The story follows the day-to-day work of Henry, a man who's been through misery when it comes to the love of his life. He feels that his job in the wilderness will give him solace, but it just makes him feel emptier. Fortunately, he's not completely alone, as he keeps in consistent touch with Delilah, his supervisor, who gives him orders and eventually gets to know him better as the weeks go on.

Most of the magic comes from your decisions in dialogue. You can be a jerk if you want, but taking more of the human route is where Firewatch really pays off, as your conversation provides a much deeper meaning, and you get to know Delilah better. It's not a full-blown love story, by any means, but it provides a sense of comfort that very few games are capable of – and kudos to Campo Santo for that.

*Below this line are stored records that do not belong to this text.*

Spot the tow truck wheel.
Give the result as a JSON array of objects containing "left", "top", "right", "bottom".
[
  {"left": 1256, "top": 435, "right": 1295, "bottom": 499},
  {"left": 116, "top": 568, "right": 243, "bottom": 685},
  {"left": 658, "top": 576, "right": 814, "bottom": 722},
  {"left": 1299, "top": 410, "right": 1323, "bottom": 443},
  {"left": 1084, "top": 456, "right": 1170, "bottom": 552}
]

On top of that, the missions have a great deal of structure as well. On occasion, you'll need to look for secondary tools or simply accept the fact that you don't get to do everything you want to do (like steal the clothes of the skinny dippers that are sassing you). Nevertheless, it adds to the overall uniqueness of the product, and though it comes to an end too soon, you come to enjoy the journey and worry not so much about the destination.

One more note – don't look for an HUD to save your skin here. You'll have to rely on a compass and map more often than not when it comes to getting from point to point. On occasion, you will get lost, but it's relatively easy to get back on track. It's just another inventive factor that makes Firewatch so different from the rest of the crowd.

A Presentation That's (Mostly) On Fire

As for the presentation, Campo Santo does a pretty good job setting up the game's environment, in the wilderness based back in 1989. The little details really stand out, like the way a glowing sunset basks over the land, or how the trees tend to leave these shadows that you don't mind walking into. There are occasional technical issues with the game's framerate, but never anything to the point where you're discouraged from playing.

The audio is excellent too. The little musical interludes lend a lot to the game's dramatic tone, and the voice acting is top-notch, with both Henry and Delilah coming across as broken (but not destroyed) human figures, just trying to get through the day-to-day process. It's the sort of work that you'd like to hear in other games as well, just to see what kind of haunted voices come from the characters you come to know. It's not entirely straight and narrow, either – there's a few good laughs here, to remind you that even in the darkest of places, some light can be shined upon.